Gold is not reliable as a hedge against geopolitical risks, Société Générale said on Thursday.
The performance of the yellow metal in periods of regional military conflicts is mixed and it has not performed well consistently, the bank said in a note on Thursday.
One of the most recent examples is the annexation of Crimea by the Russian military during which gold initially rallied towards $1,400.
“[But] the gold rally didn’t last very long and it wasn’t long before gold was trading at levels below when armed men seized Crimea’s parliament,” SocGen said.
While many observers may cite the Libyan war in 2011 as evidence of gold’s credentials as a safe-haven asset, the evidence is not compelling, it added.

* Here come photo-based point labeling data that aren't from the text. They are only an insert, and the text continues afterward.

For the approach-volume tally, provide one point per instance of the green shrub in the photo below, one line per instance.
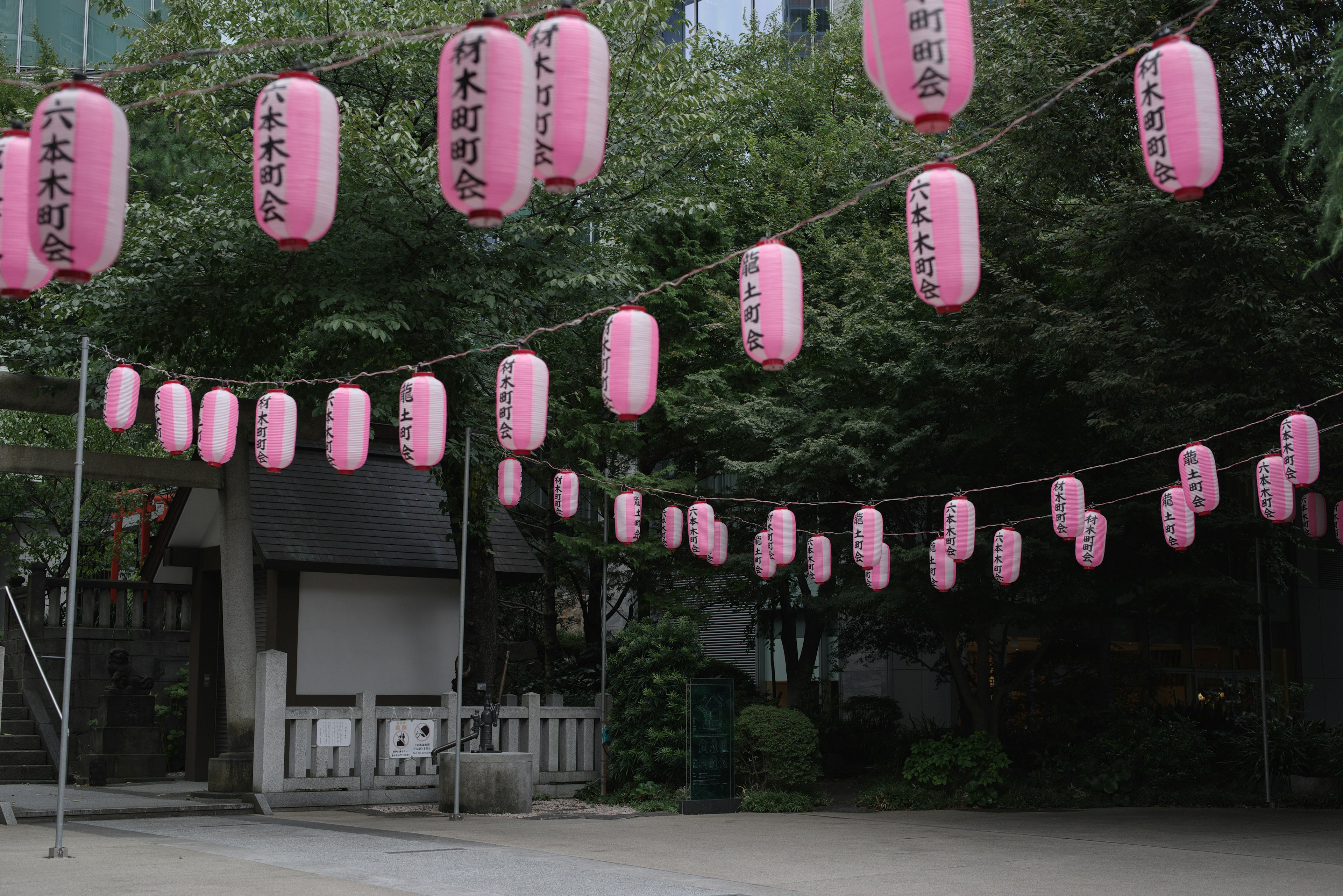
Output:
(777, 749)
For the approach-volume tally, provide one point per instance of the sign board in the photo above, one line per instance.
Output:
(334, 733)
(710, 754)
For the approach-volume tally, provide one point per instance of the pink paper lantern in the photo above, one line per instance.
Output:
(1177, 519)
(1275, 489)
(566, 494)
(1070, 502)
(1090, 549)
(218, 427)
(1180, 121)
(942, 569)
(720, 545)
(629, 515)
(78, 182)
(700, 529)
(422, 421)
(782, 530)
(818, 558)
(922, 58)
(123, 397)
(630, 362)
(172, 417)
(770, 285)
(958, 527)
(1199, 478)
(521, 401)
(511, 481)
(296, 160)
(673, 527)
(1315, 515)
(1301, 437)
(573, 73)
(487, 121)
(867, 535)
(21, 269)
(348, 418)
(277, 428)
(942, 222)
(1007, 555)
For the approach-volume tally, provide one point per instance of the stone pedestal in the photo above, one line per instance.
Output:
(492, 782)
(127, 741)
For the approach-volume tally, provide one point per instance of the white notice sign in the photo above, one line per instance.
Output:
(334, 733)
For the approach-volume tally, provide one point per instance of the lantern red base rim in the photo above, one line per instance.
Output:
(932, 123)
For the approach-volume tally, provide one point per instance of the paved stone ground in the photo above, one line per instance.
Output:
(344, 853)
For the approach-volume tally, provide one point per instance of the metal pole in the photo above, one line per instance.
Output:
(59, 851)
(461, 629)
(1259, 592)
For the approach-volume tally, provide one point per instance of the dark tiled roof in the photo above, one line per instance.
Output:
(383, 518)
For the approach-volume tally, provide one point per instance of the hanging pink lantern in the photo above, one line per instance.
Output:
(123, 397)
(573, 73)
(511, 481)
(867, 537)
(22, 271)
(629, 515)
(1275, 489)
(1070, 500)
(1091, 547)
(566, 494)
(487, 123)
(296, 160)
(218, 427)
(922, 58)
(277, 428)
(720, 545)
(958, 527)
(770, 284)
(673, 527)
(1199, 476)
(348, 418)
(1315, 515)
(942, 222)
(1177, 519)
(1180, 121)
(521, 401)
(77, 185)
(818, 558)
(630, 362)
(1007, 555)
(700, 529)
(783, 537)
(422, 421)
(172, 417)
(1301, 437)
(942, 569)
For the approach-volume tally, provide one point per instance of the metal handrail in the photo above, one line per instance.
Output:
(34, 651)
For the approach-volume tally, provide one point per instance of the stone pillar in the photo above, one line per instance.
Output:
(232, 772)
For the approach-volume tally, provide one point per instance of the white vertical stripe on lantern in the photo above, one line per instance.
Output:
(700, 529)
(818, 558)
(629, 516)
(511, 481)
(172, 417)
(958, 527)
(673, 527)
(1007, 555)
(783, 537)
(566, 494)
(277, 428)
(123, 398)
(1177, 519)
(1199, 476)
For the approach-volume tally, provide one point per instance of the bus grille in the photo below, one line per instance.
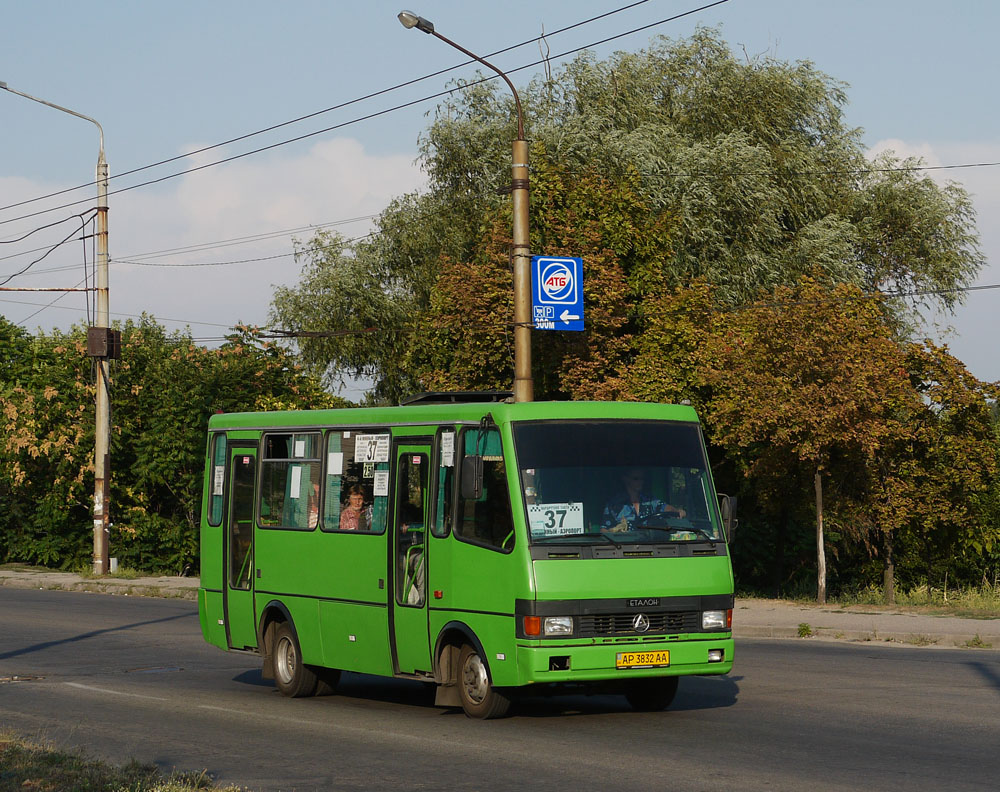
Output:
(604, 624)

While gold hit its all-time peak of $1,921.10 per ounce, nearly 40 percent higher than it is currently, in that rally, it was predominantly driven by “other bullish factors such as the Fed’s quantitative easing and the eurozone crisis”, the bank argued.
“But even if the Libyan civil war were the main driver of gold during this period, it is not difficult to show that gold has not been a reliable hedge against regional military conflicts,” it added.
Despite a small rally on news of the Iraqi invasion of Kuwait in 1990, gold did not hit its peak that year until shortly after the invasion and well before the US counter-attack. Subsequently, the gold price ended lower than where it was before the conflict.
Furthermore, following the Hezbollah attack on Israel in 2006, the gold price “hardly rallied” and again ended lower than it was before the start of the conflict, SocGen said.
Long gold positions do not provide a reliable and consistent hedge against geopolitical uncertainty, it concluded.
“The gold price may rally from time to time on news of military conflicts, but the historical evidence is mixed at best and such rallies are likely to be short-lived,” the bank said.
Instead, Federal Reserve policy, US inflation, real interest rates and the dollar are the dominant drivers of gold most of the time.
“If so, the gold price is likely to trend lower as Fed policy is likely to become less accommodative and US real bond yields are likely to trend higher over time. We consider a gold price close to or above $1,200 to be a very good entry level for shorting gold,” SocGen said.